Suppose I have two Pin<Box<T>>s, e.g. I got them from Box::pin(struct_of_type_T), a Box owns the pointer to the underlying value of type T, a Pin ensures that the value (of type T) to which the pointer is pointing to is never moved.
Can I swap the two pointers within the 'Pinned-box'?
pinned_box_1 pinned_box_2
|-------------| |-------------|
| pointer_one |<--swap them--?>| pointer_two |
|-------------| |-------------|
| |
V V
struct_of_type_T_one struct_of_type_T_two
|-------------| |-------------|
| value_one | | value_two |
|-------------| |-------------|
fixed_addr fixed_addr
If yes, how do I swap them? Will std::mem::swap work in this case?
The answer to the body of your question is yes, you can, you don't even need std::mem::swap:
fn main() {
let mut pointer_one = Box::pin(99);
let mut pointer_two = Box::pin(88);
println!("pointer_one: {0:p}, {0}", pointer_one);
println!("pointer_two: {0:p}, {0}", pointer_two);
std::mem::swap(&mut pointer_one, &mut pointer_two);
// (pointer_one, pointer_two) = (pointer_two, pointer_one); //also works
println!("\nafter swap\n");
println!("pointer_one: {0:p}, {0}", pointer_one);
println!("pointer_two: {0:p}, {0}", pointer_two);
}
output:
pointer_one: 0x558a90ebb9d0, 99
pointer_two: 0x558a90ebb9f0, 88
after swap
pointer_one: 0x558a90ebb9f0, 88
pointer_two: 0x558a90ebb9d0, 99
This is possible because Pin only makes guarantees about the pointee, not the pointer itself, like any other value the pointer remains movable.
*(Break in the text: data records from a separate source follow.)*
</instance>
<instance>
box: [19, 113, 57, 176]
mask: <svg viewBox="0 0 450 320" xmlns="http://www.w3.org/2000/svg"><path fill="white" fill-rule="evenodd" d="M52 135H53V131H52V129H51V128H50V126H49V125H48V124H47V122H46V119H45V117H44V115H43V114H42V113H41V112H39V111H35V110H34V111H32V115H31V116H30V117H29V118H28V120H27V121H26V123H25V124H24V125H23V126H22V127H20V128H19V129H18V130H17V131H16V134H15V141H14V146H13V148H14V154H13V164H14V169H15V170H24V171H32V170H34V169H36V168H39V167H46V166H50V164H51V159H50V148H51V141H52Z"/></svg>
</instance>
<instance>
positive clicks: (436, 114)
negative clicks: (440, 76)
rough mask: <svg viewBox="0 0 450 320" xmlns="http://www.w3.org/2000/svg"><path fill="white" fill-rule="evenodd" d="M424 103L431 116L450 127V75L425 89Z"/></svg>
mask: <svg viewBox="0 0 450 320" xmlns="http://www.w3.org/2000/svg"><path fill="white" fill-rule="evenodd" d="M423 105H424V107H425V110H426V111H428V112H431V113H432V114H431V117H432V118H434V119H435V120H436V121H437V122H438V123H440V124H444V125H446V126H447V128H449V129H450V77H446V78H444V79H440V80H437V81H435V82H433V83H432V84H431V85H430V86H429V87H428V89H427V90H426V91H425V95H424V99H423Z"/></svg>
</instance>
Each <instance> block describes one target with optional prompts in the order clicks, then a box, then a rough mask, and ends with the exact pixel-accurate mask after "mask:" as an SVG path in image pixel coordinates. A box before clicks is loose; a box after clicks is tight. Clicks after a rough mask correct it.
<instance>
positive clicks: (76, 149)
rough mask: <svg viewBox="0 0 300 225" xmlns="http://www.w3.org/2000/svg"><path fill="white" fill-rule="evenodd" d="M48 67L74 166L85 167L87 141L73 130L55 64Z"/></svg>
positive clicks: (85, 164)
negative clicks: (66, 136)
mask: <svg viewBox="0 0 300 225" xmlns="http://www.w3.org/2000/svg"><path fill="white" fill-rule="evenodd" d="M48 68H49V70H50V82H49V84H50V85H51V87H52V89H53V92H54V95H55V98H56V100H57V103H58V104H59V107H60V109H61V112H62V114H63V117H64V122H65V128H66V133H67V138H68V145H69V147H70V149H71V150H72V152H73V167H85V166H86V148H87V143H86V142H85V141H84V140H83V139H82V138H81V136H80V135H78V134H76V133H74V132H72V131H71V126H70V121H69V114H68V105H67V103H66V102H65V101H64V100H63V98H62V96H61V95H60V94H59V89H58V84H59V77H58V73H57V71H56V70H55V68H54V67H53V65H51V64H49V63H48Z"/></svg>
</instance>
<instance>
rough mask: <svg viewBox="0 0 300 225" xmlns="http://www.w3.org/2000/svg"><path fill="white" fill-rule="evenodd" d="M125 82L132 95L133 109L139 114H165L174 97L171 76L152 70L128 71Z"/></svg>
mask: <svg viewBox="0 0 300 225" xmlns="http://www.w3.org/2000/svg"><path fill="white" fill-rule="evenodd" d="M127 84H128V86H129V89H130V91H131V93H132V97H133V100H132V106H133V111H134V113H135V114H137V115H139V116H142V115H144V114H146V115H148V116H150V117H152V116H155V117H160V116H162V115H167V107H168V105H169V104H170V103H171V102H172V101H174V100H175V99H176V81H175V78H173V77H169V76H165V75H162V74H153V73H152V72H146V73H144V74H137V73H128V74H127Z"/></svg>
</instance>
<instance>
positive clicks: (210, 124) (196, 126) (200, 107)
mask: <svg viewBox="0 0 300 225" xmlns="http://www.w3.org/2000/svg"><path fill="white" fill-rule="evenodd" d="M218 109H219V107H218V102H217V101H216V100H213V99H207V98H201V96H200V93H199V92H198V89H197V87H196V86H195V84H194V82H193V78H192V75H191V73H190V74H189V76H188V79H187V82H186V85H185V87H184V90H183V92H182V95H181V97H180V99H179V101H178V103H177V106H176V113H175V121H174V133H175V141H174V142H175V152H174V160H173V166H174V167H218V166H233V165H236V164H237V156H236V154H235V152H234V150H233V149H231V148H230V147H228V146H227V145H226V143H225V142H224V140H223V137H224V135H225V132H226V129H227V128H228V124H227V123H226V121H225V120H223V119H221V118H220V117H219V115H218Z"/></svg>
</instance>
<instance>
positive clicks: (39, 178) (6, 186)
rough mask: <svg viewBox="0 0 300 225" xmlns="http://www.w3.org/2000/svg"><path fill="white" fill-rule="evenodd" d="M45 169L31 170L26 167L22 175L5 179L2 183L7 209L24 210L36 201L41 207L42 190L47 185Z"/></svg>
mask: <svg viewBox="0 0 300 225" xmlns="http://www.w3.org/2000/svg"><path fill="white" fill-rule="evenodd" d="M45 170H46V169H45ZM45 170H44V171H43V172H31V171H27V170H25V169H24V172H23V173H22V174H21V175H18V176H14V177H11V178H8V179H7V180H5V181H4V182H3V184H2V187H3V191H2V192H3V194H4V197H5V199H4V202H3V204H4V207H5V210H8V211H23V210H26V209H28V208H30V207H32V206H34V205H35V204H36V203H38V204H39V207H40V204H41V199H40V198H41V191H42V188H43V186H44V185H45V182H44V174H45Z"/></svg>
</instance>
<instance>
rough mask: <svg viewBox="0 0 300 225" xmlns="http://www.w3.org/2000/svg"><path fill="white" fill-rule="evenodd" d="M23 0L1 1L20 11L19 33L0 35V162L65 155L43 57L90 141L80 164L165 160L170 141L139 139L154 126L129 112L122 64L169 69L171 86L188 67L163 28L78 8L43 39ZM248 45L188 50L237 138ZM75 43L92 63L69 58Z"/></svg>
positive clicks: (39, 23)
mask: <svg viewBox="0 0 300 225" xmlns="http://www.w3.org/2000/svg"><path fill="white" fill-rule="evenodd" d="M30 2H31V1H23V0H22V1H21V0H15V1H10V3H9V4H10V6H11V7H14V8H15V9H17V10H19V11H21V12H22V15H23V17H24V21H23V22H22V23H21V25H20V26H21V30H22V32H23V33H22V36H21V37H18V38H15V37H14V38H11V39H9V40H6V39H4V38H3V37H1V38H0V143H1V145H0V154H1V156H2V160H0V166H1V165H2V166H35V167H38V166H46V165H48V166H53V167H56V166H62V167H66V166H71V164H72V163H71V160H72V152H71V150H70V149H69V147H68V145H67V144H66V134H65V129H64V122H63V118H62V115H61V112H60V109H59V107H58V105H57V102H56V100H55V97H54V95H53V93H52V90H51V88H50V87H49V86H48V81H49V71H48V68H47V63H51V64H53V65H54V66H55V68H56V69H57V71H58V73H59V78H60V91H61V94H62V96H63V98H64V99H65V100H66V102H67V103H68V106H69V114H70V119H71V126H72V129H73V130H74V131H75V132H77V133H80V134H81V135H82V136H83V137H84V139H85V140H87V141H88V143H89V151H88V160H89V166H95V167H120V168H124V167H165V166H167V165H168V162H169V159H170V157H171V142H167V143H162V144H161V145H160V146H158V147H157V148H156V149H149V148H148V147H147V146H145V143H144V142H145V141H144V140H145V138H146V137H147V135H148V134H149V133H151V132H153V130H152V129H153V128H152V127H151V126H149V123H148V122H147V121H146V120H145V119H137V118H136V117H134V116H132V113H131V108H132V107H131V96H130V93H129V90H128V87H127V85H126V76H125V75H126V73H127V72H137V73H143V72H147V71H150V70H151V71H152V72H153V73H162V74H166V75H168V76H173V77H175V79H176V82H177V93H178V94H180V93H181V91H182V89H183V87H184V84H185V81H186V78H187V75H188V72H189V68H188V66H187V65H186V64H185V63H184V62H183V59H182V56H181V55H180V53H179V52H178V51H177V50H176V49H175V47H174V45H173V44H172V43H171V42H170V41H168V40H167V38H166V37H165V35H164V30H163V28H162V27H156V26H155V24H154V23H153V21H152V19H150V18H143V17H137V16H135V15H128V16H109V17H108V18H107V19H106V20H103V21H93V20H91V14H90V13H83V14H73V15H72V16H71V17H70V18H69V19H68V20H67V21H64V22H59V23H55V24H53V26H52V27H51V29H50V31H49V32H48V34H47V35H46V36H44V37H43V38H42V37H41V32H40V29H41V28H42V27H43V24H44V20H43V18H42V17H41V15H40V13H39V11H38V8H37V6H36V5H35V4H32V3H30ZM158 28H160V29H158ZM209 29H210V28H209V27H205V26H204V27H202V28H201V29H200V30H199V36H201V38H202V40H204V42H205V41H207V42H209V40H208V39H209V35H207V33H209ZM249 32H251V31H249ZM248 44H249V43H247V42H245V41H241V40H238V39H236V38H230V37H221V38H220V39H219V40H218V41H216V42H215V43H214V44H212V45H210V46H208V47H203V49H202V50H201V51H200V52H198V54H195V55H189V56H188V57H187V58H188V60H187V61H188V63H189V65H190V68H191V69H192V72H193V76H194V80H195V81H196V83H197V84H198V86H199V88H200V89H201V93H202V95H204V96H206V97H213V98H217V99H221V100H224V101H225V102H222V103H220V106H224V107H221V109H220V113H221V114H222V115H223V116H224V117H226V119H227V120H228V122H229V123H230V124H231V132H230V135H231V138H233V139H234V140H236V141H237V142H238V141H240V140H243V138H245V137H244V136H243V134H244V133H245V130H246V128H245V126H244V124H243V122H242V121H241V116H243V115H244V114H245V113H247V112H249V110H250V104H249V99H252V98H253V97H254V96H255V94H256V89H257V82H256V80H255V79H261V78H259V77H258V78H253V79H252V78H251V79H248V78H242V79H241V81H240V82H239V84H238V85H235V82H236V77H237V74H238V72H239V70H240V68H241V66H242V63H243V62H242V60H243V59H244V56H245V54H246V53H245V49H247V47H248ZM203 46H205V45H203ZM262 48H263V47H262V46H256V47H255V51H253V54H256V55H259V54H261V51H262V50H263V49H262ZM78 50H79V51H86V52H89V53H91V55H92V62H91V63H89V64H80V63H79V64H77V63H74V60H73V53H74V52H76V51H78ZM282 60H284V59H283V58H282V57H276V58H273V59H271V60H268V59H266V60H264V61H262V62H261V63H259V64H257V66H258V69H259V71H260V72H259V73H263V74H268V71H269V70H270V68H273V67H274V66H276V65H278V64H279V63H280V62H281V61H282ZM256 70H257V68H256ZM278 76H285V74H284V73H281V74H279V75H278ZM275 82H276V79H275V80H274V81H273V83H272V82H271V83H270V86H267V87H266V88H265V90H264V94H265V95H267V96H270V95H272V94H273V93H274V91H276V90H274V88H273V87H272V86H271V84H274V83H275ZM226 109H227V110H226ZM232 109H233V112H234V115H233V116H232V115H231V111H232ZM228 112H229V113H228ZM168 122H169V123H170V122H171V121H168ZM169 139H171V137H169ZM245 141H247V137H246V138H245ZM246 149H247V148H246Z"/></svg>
The answer to the title of your question is no, it's not possible to swap two values behind pinned pointers, that's exactly what Pin was made to prevent, the moving of the values.
There is one exception, if the type behind the pointer implemnts Unpin that signals it's save to move values of that type and Pin<Ptr<T>> will implement DerefMut allowing a swap.